At least 2,600 women have been trafficked into England and Wales and forced to work as prostitutes, according to a snapshot report published today.

Police found 17,000 of the 30,000 women involved in the off-street sex trade are migrants, mostly from China, Thailand and Eastern Europe.

They said at least 2,600 of these were trafficked into the country and made to work as prostitutes, often with threats of violence.

A further 9,600 sex workers at brothels and other premises were considered to be “vulnerable migrants”, but researchers could not be sure they had been trafficked.

Some of those forced to sell their bodies are made to pay off bonds of up to £30,000 by criminal gangs responsible for the multi-million pound underground trade.

The figures were contained in a report by the Association of Chief Police Officers (Acpo) and is the first of its kind to reveal the scale of the crime.

It followed a two-year study aimed at improving understanding of the nature and scale of the trafficking of foreign nationals for sex, known as Project Acumen.

Nottinghamshire Deputy Chief Constable Chris Eyre, who is the national lead on migration crime, said the report “shines a light” on the problem.

He said: “Human trafficking for sexual exploitation involves the most extreme abuse of individuals in our communities.

“We recognise that Project Acumen focuses on only one area of trafficking, but it clearly sets out the scale of the problems that those in law enforcement, victim support, social care and border protection, collectively face.

“It provides us with a more sophisticated and nuanced understanding of how migrant women are involved in prostitution, how they are influenced, controlled, coerced, exploited and trafficked.

“The publication of this report represents not the end of the process, but the start.”

Mr Eyre added work will continue to shut down trafficking routes and to bring to justice those criminals who profit from exploiting women.

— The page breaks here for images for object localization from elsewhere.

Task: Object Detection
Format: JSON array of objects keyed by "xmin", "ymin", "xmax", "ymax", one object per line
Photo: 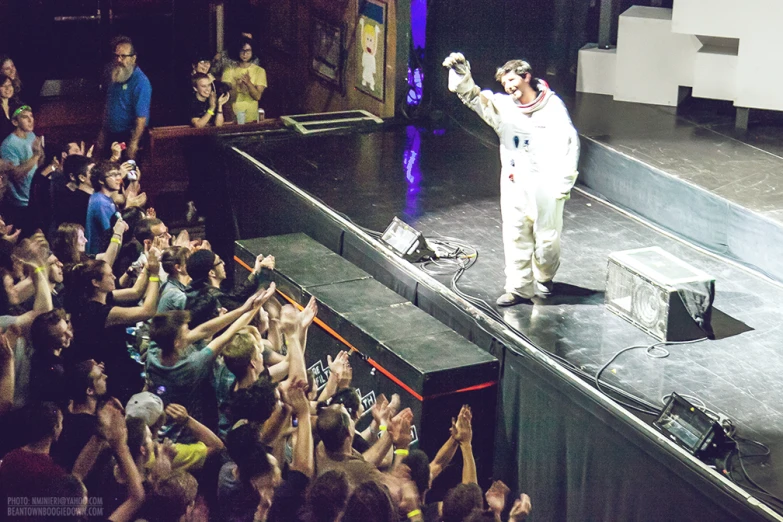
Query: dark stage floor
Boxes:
[{"xmin": 233, "ymin": 120, "xmax": 783, "ymax": 506}]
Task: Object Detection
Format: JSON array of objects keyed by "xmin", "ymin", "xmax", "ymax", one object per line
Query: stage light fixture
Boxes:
[
  {"xmin": 654, "ymin": 392, "xmax": 729, "ymax": 461},
  {"xmin": 380, "ymin": 217, "xmax": 435, "ymax": 263}
]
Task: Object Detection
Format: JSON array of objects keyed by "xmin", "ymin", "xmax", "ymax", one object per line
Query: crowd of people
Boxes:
[{"xmin": 0, "ymin": 35, "xmax": 532, "ymax": 522}]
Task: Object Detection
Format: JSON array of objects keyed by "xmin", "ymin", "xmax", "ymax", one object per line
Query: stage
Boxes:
[{"xmin": 213, "ymin": 95, "xmax": 783, "ymax": 520}]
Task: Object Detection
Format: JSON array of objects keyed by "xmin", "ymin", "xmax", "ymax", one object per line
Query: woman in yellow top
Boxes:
[{"xmin": 222, "ymin": 38, "xmax": 267, "ymax": 122}]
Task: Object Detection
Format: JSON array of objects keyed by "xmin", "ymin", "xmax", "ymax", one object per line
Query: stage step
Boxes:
[{"xmin": 573, "ymin": 93, "xmax": 783, "ymax": 284}]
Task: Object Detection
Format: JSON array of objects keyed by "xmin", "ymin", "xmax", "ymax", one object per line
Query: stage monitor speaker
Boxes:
[{"xmin": 606, "ymin": 247, "xmax": 715, "ymax": 341}]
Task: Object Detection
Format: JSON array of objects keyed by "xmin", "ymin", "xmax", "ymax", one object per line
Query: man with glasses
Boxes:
[
  {"xmin": 96, "ymin": 35, "xmax": 152, "ymax": 160},
  {"xmin": 85, "ymin": 162, "xmax": 123, "ymax": 255}
]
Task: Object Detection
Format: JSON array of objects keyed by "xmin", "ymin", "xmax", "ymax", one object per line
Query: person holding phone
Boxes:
[{"xmin": 189, "ymin": 73, "xmax": 229, "ymax": 128}]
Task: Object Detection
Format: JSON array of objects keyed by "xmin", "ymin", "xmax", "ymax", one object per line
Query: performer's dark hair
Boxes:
[{"xmin": 495, "ymin": 59, "xmax": 533, "ymax": 82}]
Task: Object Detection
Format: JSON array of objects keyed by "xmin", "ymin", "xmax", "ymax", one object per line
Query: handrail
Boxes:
[{"xmin": 149, "ymin": 119, "xmax": 280, "ymax": 141}]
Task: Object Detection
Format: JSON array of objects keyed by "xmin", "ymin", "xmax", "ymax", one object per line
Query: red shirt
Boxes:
[{"xmin": 0, "ymin": 448, "xmax": 66, "ymax": 499}]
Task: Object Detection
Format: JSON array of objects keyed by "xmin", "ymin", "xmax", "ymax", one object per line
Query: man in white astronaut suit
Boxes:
[{"xmin": 443, "ymin": 52, "xmax": 579, "ymax": 306}]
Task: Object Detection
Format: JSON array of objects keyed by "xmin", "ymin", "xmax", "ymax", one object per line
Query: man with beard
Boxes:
[{"xmin": 96, "ymin": 36, "xmax": 152, "ymax": 160}]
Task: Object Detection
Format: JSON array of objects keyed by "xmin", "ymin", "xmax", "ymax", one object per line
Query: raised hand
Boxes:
[
  {"xmin": 112, "ymin": 217, "xmax": 129, "ymax": 237},
  {"xmin": 509, "ymin": 493, "xmax": 532, "ymax": 521},
  {"xmin": 14, "ymin": 236, "xmax": 49, "ymax": 273},
  {"xmin": 247, "ymin": 282, "xmax": 276, "ymax": 309},
  {"xmin": 337, "ymin": 357, "xmax": 352, "ymax": 389},
  {"xmin": 165, "ymin": 403, "xmax": 190, "ymax": 425},
  {"xmin": 282, "ymin": 377, "xmax": 310, "ymax": 418},
  {"xmin": 97, "ymin": 398, "xmax": 128, "ymax": 447},
  {"xmin": 389, "ymin": 407, "xmax": 414, "ymax": 448},
  {"xmin": 255, "ymin": 306, "xmax": 270, "ymax": 335},
  {"xmin": 110, "ymin": 141, "xmax": 122, "ymax": 161},
  {"xmin": 451, "ymin": 405, "xmax": 473, "ymax": 444},
  {"xmin": 173, "ymin": 229, "xmax": 190, "ymax": 248},
  {"xmin": 327, "ymin": 350, "xmax": 350, "ymax": 384},
  {"xmin": 218, "ymin": 91, "xmax": 230, "ymax": 107},
  {"xmin": 253, "ymin": 253, "xmax": 275, "ymax": 273},
  {"xmin": 371, "ymin": 392, "xmax": 399, "ymax": 425},
  {"xmin": 442, "ymin": 52, "xmax": 470, "ymax": 75},
  {"xmin": 485, "ymin": 480, "xmax": 510, "ymax": 515},
  {"xmin": 145, "ymin": 246, "xmax": 161, "ymax": 275},
  {"xmin": 300, "ymin": 296, "xmax": 317, "ymax": 329},
  {"xmin": 0, "ymin": 330, "xmax": 13, "ymax": 365},
  {"xmin": 125, "ymin": 181, "xmax": 147, "ymax": 209},
  {"xmin": 264, "ymin": 294, "xmax": 282, "ymax": 321}
]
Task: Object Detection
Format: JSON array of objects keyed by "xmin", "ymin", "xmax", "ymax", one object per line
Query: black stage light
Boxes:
[
  {"xmin": 380, "ymin": 217, "xmax": 436, "ymax": 263},
  {"xmin": 654, "ymin": 392, "xmax": 729, "ymax": 461}
]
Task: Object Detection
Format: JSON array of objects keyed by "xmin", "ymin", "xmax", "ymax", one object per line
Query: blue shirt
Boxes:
[
  {"xmin": 106, "ymin": 66, "xmax": 152, "ymax": 133},
  {"xmin": 0, "ymin": 132, "xmax": 38, "ymax": 206},
  {"xmin": 85, "ymin": 192, "xmax": 116, "ymax": 255},
  {"xmin": 157, "ymin": 278, "xmax": 188, "ymax": 313}
]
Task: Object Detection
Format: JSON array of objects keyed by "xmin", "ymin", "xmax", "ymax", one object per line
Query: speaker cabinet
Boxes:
[{"xmin": 606, "ymin": 247, "xmax": 715, "ymax": 341}]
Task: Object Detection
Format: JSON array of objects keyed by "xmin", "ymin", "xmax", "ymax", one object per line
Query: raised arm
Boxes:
[
  {"xmin": 317, "ymin": 350, "xmax": 350, "ymax": 403},
  {"xmin": 0, "ymin": 332, "xmax": 14, "ymax": 415},
  {"xmin": 165, "ymin": 403, "xmax": 224, "ymax": 457},
  {"xmin": 442, "ymin": 52, "xmax": 503, "ymax": 132},
  {"xmin": 106, "ymin": 252, "xmax": 161, "ymax": 326},
  {"xmin": 206, "ymin": 283, "xmax": 275, "ymax": 356},
  {"xmin": 429, "ymin": 434, "xmax": 459, "ymax": 484},
  {"xmin": 451, "ymin": 405, "xmax": 476, "ymax": 484},
  {"xmin": 12, "ymin": 238, "xmax": 54, "ymax": 336},
  {"xmin": 286, "ymin": 379, "xmax": 314, "ymax": 477},
  {"xmin": 279, "ymin": 296, "xmax": 317, "ymax": 385},
  {"xmin": 187, "ymin": 284, "xmax": 275, "ymax": 343},
  {"xmin": 96, "ymin": 218, "xmax": 129, "ymax": 267}
]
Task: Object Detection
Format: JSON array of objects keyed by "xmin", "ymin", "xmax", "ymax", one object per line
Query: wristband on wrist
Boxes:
[
  {"xmin": 149, "ymin": 276, "xmax": 160, "ymax": 282},
  {"xmin": 110, "ymin": 237, "xmax": 122, "ymax": 245},
  {"xmin": 378, "ymin": 424, "xmax": 387, "ymax": 431},
  {"xmin": 407, "ymin": 509, "xmax": 422, "ymax": 519},
  {"xmin": 207, "ymin": 109, "xmax": 215, "ymax": 116},
  {"xmin": 34, "ymin": 266, "xmax": 46, "ymax": 274},
  {"xmin": 394, "ymin": 449, "xmax": 409, "ymax": 457}
]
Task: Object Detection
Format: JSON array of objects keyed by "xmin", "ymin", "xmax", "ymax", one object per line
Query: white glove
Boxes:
[
  {"xmin": 442, "ymin": 52, "xmax": 470, "ymax": 75},
  {"xmin": 443, "ymin": 52, "xmax": 475, "ymax": 95}
]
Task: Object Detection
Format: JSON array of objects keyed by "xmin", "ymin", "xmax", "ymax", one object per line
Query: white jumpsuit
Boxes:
[{"xmin": 449, "ymin": 69, "xmax": 580, "ymax": 298}]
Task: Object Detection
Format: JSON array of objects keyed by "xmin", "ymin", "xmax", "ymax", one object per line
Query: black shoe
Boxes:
[
  {"xmin": 535, "ymin": 280, "xmax": 554, "ymax": 298},
  {"xmin": 496, "ymin": 292, "xmax": 532, "ymax": 307}
]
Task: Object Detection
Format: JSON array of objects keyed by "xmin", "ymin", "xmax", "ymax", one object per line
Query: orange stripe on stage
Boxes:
[{"xmin": 234, "ymin": 256, "xmax": 497, "ymax": 402}]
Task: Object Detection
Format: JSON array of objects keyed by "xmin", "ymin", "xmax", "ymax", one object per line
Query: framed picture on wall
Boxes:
[
  {"xmin": 311, "ymin": 18, "xmax": 344, "ymax": 89},
  {"xmin": 355, "ymin": 0, "xmax": 386, "ymax": 101}
]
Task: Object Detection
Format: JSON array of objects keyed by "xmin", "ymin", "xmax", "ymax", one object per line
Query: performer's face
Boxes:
[{"xmin": 501, "ymin": 71, "xmax": 529, "ymax": 101}]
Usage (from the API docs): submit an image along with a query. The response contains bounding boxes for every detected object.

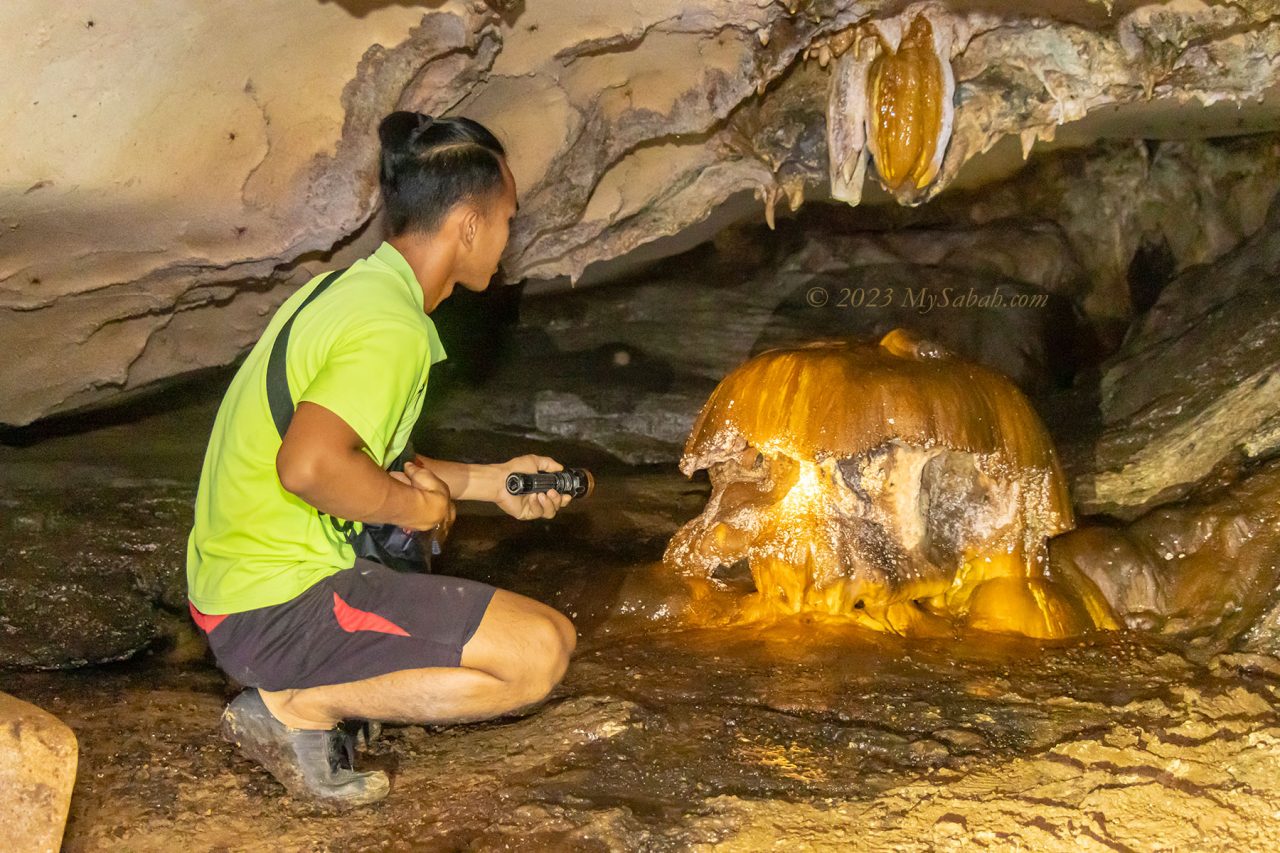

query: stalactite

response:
[825,9,958,205]
[866,15,954,193]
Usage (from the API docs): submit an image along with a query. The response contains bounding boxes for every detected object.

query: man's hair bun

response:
[408,113,435,146]
[378,111,430,156]
[376,111,508,235]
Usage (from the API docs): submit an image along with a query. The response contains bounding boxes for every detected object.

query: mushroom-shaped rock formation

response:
[665,329,1117,639]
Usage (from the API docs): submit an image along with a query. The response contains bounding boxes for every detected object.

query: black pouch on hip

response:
[264,267,433,574]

The report, called Setting the Record, was co-ordinated over 12 months by a team in south west England, supported by the Metropolitan Police.

Investigators interviewed more than 200 women to find out more about their circumstances.

They found the sex industry was made up of 6,000 premises where the majority of women were trafficked or were coerced by cultural, financial or other factors.

It found significant regional differences in the number of migrants involved in prostitution, from 96% of prostitutes in London to 32% in Yorkshire and the Humber.

The largest number of brothels was found in London (2,103), followed by Yorkshire and the Humber (534), the South East (426) and the West Midlands (342).

Police admitted the findings were incomplete estimates that may miss brothels that advertised in other languages or only accepted clients by invitation.

They said although some women were subjected to kidnap, rape and imprisonment, others were effectively “self employed”.

A large proportion of women trafficked into the country were Chinese and talks were under way with their Government about finding ways of stemming the flow.

Some studies have suggested the 2012 Olympics will fuel a rise in the number of migrant sex workers.

But one senior officer said there had been no noticeable change in the number of prostitutes in the four Olympic boroughs so far.

Immigration Minister Damian Green said: “Human trafficking is a brutal form of organised crime where people are traded as commodities and exploited for profit by criminal gangs.

“Combating trafficking and looking after its victims is a priority for the new Government.

“In order to combat trafficking more effectively we need to understand it better, and Project Acumen marks significant progress.

“Having any number of people trafficked into the UK is unacceptable, therefore it is vital that we use Acumen to re-focus our efforts both at targeting the criminal gangs that trade in this human misery and in helping victims escape and recover from their ordeal.”